The contacts are linked to a given set of aminoacids (each contact linked to at least one aminoacid). The environment is not taken into account at this stage. The elementary impedance (impedance of the link) is taken as the most usual passive equivalent AC circuit made of a resistor in parallel with a capacitor.

To construct the Impedance Network, the aminoacids are considered as uniform spheres with the center in the alpha carbon atom and a typical van der Waals radius, Ra=5Å. When two spheres overlap they are assumed to be neighbouring and the impedance edge should be inserted between the corresponding nodes of the circuit. Otherwise there is no interaction between aminoacids and thus no link between the corresponding nodes.

The determination of the value of each impedance can be fixed with increasing degree of complexity. Here we consider three different approaches.

(i) As first approach, the impedances of the edges are taken to be all the same.

(ii) In a second approach, Zi,j is taken to be proportional to the li,j as for a simple ohmic resistor and planar homogeneous capacitor.

(iii) In a third approach, by assuming that the cross-sectional area of resistor and capacitor is equal to the cross-section area of overlapping spheres.

Further approaches can be introduced to allow including properties of real aminoacids.

In going from model (i) to (iii) we exploited a better sensitivity of the network to the change of its structure. For the three models presented it can be observed a systematic decrease of |Z| at increasing Ra (radius of electrical interaction) reflecting the increasing importance of parallel with respect to series connections. The continuous increase of Ra is equivalent to a continuous three-dimensional contraction of the structure and represents an example of a spatial conformation dependence of |Z|. Everywhere below, by default we use the model (iii).
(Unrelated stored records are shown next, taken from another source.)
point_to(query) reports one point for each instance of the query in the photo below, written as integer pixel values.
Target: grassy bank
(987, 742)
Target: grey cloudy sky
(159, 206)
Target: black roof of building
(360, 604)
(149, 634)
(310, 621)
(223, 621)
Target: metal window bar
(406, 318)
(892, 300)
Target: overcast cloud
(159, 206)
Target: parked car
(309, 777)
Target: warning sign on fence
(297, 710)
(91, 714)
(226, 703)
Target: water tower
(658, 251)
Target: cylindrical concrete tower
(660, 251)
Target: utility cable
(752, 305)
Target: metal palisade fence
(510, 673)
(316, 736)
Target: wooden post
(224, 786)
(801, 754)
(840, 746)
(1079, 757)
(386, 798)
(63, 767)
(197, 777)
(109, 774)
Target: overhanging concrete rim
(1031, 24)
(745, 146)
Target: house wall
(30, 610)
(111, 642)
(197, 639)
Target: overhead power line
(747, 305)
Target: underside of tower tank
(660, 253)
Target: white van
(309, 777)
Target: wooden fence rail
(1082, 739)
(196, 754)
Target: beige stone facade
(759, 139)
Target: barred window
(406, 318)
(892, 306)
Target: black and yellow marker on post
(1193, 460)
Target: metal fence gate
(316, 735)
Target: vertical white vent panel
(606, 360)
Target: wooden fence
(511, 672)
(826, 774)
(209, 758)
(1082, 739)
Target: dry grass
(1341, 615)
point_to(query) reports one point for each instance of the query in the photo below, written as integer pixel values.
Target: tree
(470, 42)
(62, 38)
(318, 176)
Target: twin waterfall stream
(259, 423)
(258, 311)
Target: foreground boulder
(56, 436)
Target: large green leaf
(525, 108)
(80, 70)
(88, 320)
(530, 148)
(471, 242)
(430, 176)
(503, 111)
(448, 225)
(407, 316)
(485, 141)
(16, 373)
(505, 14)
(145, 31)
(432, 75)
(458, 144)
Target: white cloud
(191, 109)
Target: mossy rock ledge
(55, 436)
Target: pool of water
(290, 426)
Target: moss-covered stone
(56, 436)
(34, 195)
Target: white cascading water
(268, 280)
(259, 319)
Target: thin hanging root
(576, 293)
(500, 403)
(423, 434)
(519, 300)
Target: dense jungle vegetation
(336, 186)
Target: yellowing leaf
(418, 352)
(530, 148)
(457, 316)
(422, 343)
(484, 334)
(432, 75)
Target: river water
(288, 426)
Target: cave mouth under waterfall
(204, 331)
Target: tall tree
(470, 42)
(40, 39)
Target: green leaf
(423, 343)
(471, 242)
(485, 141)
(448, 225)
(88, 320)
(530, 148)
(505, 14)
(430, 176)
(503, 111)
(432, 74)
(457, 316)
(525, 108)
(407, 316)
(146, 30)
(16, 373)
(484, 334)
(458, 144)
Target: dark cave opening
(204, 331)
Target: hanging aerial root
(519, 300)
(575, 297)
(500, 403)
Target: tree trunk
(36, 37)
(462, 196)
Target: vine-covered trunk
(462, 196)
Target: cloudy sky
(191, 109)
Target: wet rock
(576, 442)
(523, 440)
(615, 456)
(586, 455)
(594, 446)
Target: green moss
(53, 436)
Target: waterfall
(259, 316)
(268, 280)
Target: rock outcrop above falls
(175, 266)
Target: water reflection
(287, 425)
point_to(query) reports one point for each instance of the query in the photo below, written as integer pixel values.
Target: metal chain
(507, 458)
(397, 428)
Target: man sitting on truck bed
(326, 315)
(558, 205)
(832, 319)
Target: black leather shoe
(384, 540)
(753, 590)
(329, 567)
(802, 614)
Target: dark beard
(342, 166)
Such an equivalent circuit can be used for modelling the network with the value of all the elementary impedances fixed (perfect impedance network) or with each elementary impedance allowed to take two or more values stochastically thus becoming a Random Impedance Network.

For the comparison of two spatial configurations of the same molecule one should build equivalent circuits for both of them. Even if the primary structure of the molecule remains the same, distances between aminoacids change and therefore the topology of the network will in general change. In the second configuration some new links should arise, some old should disappear. In particular, when the elementary impedances depend on distances, the circuit should become even more sensitive to the change of configuration.

The main conclusion that can be drawn is that the maximum variation of impedance due to a conformational change is expected up to about 30% and corresponds to a an interacting radius in the range 5 < R < 25Å

This prediction concerns a frozen network (static network) in which the atomic positions are fixed at the equilibrium values. On the other hand, fluctuations of the atomic positions, due to thermal motion imply an impedance noise, whose level, in comparison with the impedance variation due to the conformational transition and with the electrode/amplifier noise, is crucial to the actual detection of the ligand capture by the GPCR. Therefore, here we extended the previous model to include the effect of the thermal motion on the electrical response to an AC field. To this purpose, we applied a classical harmonic oscillator and then consider the case of a quantum harmonic oscillator.

We have shown that the thermal random fluctuations will not mask the expected electrical response upon the conformational change.